Ольга с трудом взмахнула густо накрашенными ресницами – своими и приклеенными. Потом изобразила на лице ужас и сочувствие.
– Что ты говоришь! – медленно протянула она. – От того самого?
Даша ее прекрасно поняла:
– Да. Видишь – не вылечили.
Ольга только махнула рукой:
– А я всегда была уверена, что у нас вылечить не могут. И вообще нигде не могут. Это неизлечимо. А такие, как он, вообще не вылечиваются. Я давно хотела посоветовать тебе бросить его, да все…
– Все хотела посмотреть, чем у нас кончится, верно? – простодушно спросила Даша, и Ольга, не сразу сообразив, энергично закивала. Потом до нее дошло, и шея сменщицы залилась багрянцем.

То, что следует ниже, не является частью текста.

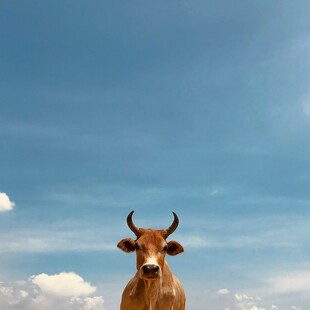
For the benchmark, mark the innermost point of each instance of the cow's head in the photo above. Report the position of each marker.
(151, 247)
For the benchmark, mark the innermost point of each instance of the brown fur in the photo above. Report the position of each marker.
(163, 292)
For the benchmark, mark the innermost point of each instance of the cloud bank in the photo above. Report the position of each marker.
(63, 291)
(5, 203)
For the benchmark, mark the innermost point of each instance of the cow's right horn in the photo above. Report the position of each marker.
(131, 224)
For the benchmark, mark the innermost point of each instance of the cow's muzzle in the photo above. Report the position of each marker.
(150, 271)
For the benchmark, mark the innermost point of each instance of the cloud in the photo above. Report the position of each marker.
(49, 241)
(245, 302)
(65, 284)
(63, 291)
(291, 282)
(223, 291)
(5, 203)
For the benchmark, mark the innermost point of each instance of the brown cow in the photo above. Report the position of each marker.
(154, 286)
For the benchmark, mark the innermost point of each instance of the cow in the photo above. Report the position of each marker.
(154, 286)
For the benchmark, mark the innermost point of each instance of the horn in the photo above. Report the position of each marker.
(173, 226)
(131, 224)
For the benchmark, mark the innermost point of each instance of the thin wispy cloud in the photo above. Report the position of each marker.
(63, 291)
(5, 203)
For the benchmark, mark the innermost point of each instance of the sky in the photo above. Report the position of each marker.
(198, 107)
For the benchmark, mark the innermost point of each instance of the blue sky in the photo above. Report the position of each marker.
(197, 107)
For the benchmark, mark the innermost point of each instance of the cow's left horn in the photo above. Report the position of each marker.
(131, 224)
(173, 226)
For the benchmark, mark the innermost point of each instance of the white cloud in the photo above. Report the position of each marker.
(64, 291)
(64, 284)
(45, 241)
(295, 281)
(5, 203)
(223, 291)
(245, 302)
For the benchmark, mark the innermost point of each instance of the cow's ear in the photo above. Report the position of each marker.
(174, 248)
(127, 245)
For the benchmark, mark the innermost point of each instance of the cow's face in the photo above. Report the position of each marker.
(151, 248)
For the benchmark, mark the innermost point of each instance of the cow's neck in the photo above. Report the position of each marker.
(152, 291)
(153, 288)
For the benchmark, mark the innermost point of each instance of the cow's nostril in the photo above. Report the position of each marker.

– Это я понимаю, – спокойно продолжала Даша, облачаясь в дубленку и накидывая на плечо ремешок сумочки. – Я бы тоже посмотрела. Со стороны. Из первого ряда. Пока.

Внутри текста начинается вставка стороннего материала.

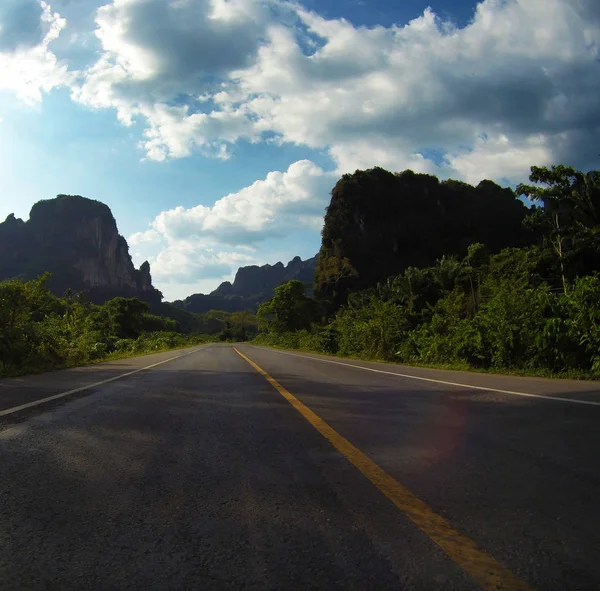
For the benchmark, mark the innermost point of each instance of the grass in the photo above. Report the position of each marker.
(519, 372)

Ольга погрузилась в журнал. Она раскрыла его где-то посередине и перегнула пополам. В глаза Даше бросилась иллюстрация – стена какого-то дворца, блестящая вода канала перед ней. Из воды торчали палки. А снизу написано: «Венеция – город на лагуне».
«Этого еще не хватало».
Даша почувствовала, как судорога перехватывает ей горло. Она сама не заметила, как вышла из отделения, потом из клиники, пошла по улице к метро.

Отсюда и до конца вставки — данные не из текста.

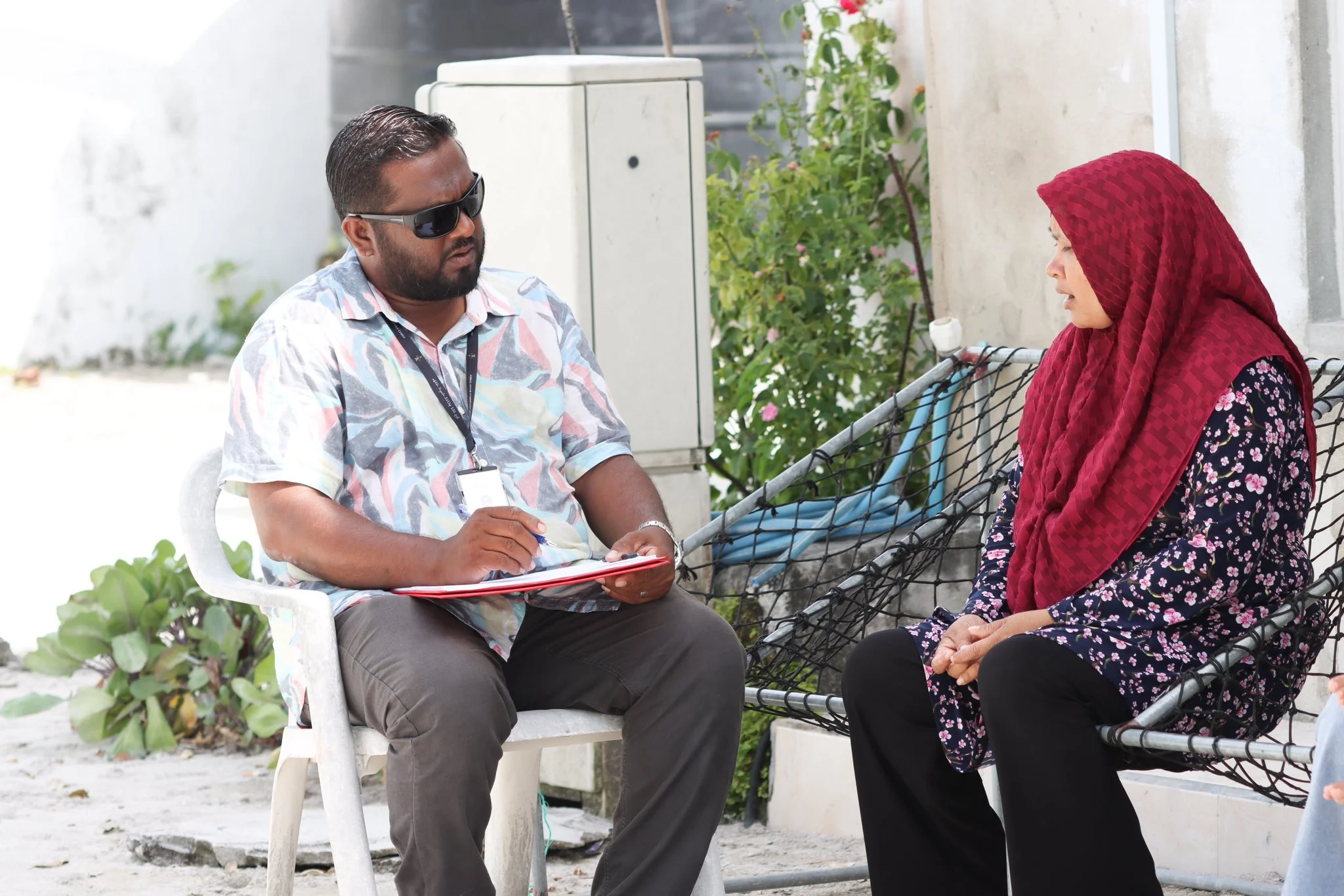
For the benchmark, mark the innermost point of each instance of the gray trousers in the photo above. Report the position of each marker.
(446, 703)
(1318, 865)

У нее перед глазами одна за другой вставали картины – словно раз за разом прокручивался эпизод из неведомого фильма. Какой-то канал. Дворец. Небо над каналом и дворцом. Аркадий написал ей письмо из Венеции.
«Здесь очень синее небо. Я только что приехал, и мне тут понравилось. Только тебя нет. А так есть все для работы. Я буду работать и скоро вернусь к тебе».
«Странно, как трудно давались ему письма! – подумала она. – Он мог говорить часами, да так, что заслушаешься. А письма писал смешно и коряво, как мальчишка. Даже делал ошибки. Неправильно ставил запятые».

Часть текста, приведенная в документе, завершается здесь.